Sunday, October 12, 2014

Quadruple Play Strategy Nears End in U.S. Market

The ability to create a quadruple play network based on ownership of both mobile and fixed assets is a key objective of several tier-one service providers in Western European markets.

The basic approach is for a mobile service providers to buy out-of-region fixed network assets to create a quadruple play offer including mobile services, entertainment TV, fixed Internet access and fixed network voice. 

Vodafone’s moves to acquire cable operations Kabel Deutschland and Ono in Spain provide an example. 

BT offers a mirror image of Vodafone’s moves, as the former fixed network provider now hopes the creation of a new quadruple play offer including Long Term Evolution mobile services, fixed network voice, video entertainment and high speed access will boost revenue per account and slow fixed network voice line churn rates. 

Though 60 percent of U.K. consumers buy a bundle of some sort, the “typical” bundle is a dual-play bundle of fixed network voice and high speed access, according to Ofcom, the U.K. communications regulator. 

Some 27 percent of U.K. households buying a bundle purchase the voice-plus-broadband package. About 21 percent buy a triple-play package including video entertainment as well as voice and high speed access. 

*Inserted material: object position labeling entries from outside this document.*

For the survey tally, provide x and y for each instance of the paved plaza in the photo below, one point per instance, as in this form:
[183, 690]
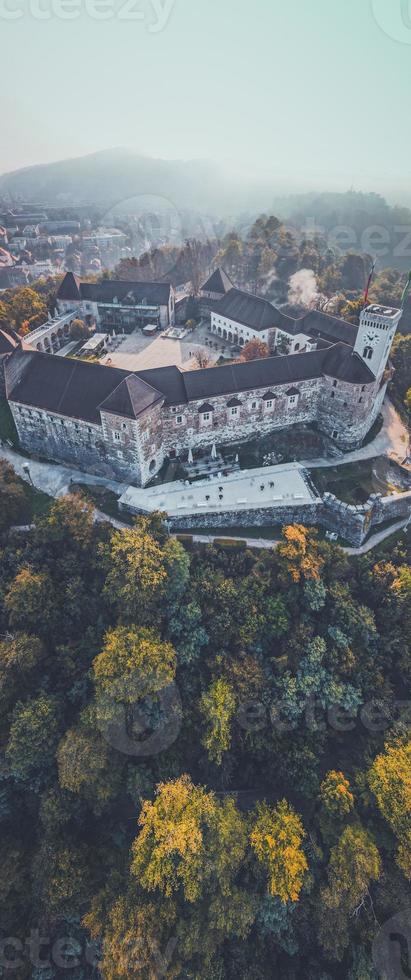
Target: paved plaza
[137, 352]
[266, 486]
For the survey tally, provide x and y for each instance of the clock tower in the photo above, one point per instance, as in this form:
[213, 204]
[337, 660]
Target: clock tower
[375, 336]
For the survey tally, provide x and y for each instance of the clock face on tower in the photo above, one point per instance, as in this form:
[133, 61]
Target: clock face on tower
[372, 337]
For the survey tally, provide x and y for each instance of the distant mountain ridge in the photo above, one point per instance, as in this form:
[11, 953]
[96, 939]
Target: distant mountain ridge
[112, 176]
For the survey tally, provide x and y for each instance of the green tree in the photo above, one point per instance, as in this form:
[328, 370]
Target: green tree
[33, 737]
[218, 706]
[336, 795]
[87, 767]
[390, 781]
[353, 865]
[20, 657]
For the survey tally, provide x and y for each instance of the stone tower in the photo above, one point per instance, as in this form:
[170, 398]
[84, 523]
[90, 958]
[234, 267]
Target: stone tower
[375, 336]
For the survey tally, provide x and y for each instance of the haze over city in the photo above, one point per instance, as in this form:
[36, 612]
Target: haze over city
[292, 94]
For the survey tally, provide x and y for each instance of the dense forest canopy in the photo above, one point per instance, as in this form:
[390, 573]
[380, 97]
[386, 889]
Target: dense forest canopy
[205, 752]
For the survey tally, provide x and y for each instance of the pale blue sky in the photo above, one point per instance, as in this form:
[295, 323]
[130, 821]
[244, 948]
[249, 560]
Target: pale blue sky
[311, 91]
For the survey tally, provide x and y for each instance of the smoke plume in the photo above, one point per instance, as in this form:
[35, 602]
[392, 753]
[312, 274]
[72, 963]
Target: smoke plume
[303, 289]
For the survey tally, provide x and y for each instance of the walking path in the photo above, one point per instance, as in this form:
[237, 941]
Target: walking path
[55, 479]
[392, 440]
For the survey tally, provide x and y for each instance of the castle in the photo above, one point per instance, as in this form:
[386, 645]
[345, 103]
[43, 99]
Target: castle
[123, 425]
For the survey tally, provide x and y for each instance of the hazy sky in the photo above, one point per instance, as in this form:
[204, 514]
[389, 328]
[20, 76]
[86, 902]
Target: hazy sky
[311, 90]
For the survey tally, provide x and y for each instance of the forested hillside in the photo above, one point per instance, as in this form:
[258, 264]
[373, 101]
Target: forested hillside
[205, 753]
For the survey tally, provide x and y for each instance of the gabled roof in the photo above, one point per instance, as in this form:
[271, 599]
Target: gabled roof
[341, 362]
[245, 308]
[132, 397]
[318, 324]
[70, 287]
[169, 380]
[8, 342]
[65, 386]
[218, 282]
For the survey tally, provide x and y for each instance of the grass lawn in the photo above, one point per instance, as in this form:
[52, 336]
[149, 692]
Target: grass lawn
[37, 502]
[7, 426]
[350, 482]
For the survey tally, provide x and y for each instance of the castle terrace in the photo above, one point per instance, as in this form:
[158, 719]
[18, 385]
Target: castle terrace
[264, 487]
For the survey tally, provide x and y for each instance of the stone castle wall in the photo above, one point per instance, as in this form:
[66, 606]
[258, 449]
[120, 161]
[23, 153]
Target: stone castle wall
[352, 523]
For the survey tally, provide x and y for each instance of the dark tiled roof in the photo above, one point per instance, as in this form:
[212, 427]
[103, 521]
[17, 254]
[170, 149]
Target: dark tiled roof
[245, 308]
[70, 287]
[317, 324]
[132, 397]
[246, 375]
[342, 363]
[68, 387]
[168, 380]
[155, 293]
[152, 293]
[218, 282]
[8, 343]
[78, 389]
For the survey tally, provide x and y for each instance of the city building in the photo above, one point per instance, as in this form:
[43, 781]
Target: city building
[125, 424]
[118, 306]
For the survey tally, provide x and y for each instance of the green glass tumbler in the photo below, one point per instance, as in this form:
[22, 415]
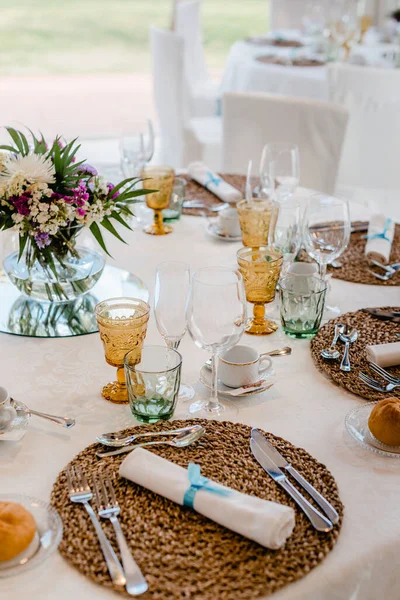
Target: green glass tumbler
[302, 304]
[153, 383]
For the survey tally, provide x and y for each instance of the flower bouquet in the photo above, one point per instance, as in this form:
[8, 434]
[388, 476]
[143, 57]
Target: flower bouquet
[49, 199]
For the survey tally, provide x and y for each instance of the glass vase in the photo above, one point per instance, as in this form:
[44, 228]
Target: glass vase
[68, 271]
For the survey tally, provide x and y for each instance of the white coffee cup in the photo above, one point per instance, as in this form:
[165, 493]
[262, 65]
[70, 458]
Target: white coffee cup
[7, 412]
[228, 222]
[242, 365]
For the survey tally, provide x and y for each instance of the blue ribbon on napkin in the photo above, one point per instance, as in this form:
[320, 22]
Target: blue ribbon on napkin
[383, 235]
[198, 482]
[212, 179]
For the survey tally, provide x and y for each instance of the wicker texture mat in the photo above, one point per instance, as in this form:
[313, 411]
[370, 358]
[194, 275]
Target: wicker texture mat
[370, 331]
[183, 554]
[195, 191]
[355, 264]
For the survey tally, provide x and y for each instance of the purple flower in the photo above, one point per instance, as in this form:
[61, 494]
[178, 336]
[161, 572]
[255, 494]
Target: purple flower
[111, 186]
[42, 239]
[21, 204]
[88, 169]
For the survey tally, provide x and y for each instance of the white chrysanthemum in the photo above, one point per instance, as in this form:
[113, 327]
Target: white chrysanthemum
[34, 168]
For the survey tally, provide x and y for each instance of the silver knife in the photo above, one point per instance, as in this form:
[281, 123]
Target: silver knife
[318, 520]
[281, 462]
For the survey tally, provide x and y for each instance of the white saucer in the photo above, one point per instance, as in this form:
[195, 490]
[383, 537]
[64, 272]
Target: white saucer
[212, 229]
[18, 426]
[205, 379]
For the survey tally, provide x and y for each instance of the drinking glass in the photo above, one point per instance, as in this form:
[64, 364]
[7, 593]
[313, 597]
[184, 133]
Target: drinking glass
[153, 383]
[257, 221]
[260, 269]
[302, 304]
[326, 231]
[174, 210]
[170, 301]
[122, 325]
[161, 179]
[216, 317]
[287, 234]
[280, 170]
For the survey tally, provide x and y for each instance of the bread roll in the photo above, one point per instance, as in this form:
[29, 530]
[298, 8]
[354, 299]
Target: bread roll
[17, 530]
[384, 421]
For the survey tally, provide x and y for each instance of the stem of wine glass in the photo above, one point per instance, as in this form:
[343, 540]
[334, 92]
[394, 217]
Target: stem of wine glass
[322, 271]
[213, 403]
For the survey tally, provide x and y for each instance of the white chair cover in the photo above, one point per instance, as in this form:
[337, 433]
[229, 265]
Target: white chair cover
[202, 90]
[182, 140]
[286, 14]
[252, 120]
[371, 151]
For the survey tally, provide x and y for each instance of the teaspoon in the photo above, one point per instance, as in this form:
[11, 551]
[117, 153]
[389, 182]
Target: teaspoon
[117, 439]
[63, 421]
[180, 441]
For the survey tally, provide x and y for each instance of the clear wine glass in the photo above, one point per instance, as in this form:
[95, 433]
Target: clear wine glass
[170, 302]
[326, 231]
[216, 318]
[287, 234]
[280, 170]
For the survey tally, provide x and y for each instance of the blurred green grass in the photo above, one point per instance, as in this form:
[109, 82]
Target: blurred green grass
[39, 37]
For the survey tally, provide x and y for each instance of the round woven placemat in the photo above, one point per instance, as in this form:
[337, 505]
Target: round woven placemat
[195, 191]
[183, 554]
[355, 266]
[370, 331]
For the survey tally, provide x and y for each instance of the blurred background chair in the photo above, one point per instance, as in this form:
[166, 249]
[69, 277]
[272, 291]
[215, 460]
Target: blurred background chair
[182, 139]
[369, 168]
[252, 120]
[202, 90]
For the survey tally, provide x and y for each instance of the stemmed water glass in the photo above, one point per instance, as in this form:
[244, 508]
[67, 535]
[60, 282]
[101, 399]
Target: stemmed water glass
[216, 318]
[170, 302]
[280, 170]
[326, 231]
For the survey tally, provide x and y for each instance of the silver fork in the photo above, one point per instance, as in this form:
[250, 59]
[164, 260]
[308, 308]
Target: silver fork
[80, 492]
[108, 508]
[376, 385]
[384, 374]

Just three percent buy a quad play package, and those customers largely are Virgin Media (Liberty Global) customers, it appears. And that is the attraction for BT. Very low adoption of quad play packages suggests most of the market still is available.

It is not as easy to create such a quadruple play offer in the U.S. market, though. For starters, U.S. regulators would not allow AT&T or Verizon to acquire significantly greater fixed network assets.

Nor would either be allowed to buy more mobile market share from the other two big national providers, Sprint or T-Mobile US. 

That is one reason AT&T is attempting to buy DirecTV, the biggest U.S. satellite entertainment video provider. It is among the few ways AT&T can increase its quadruple play profile without running afoul of regulator opposition to additional market share in the mobile or fixed network businesses.

The point is that although additional asset purchases by Western European mobile or telco service providers remains possible, the largest U.S. providers now have essentially reached their limits.

AT&T and Verizon will not be allowed to grow much larger, in terms of subscribers served on their respective mobile and fixed networks. 

Sprint and T-Mobile US have been barred from merging, and neither has the capital to buy significant fixed network assets, even if they had the appetite. 

Changes for Sprint and T-Mobile US will involve potential action by new firms such as Comcast and Dish Network.

Future Verizon and AT&T growth will have to come from international asset acquisition or major moves into new lines of business using existing assets. 

That is why there is such high interest in the Internet of Things and machine-to-machine businesses. 

The quadruple play strategy has almost run its course for AT&T and Verizon, though there is room for Sprint and T-Mobile US to make changes.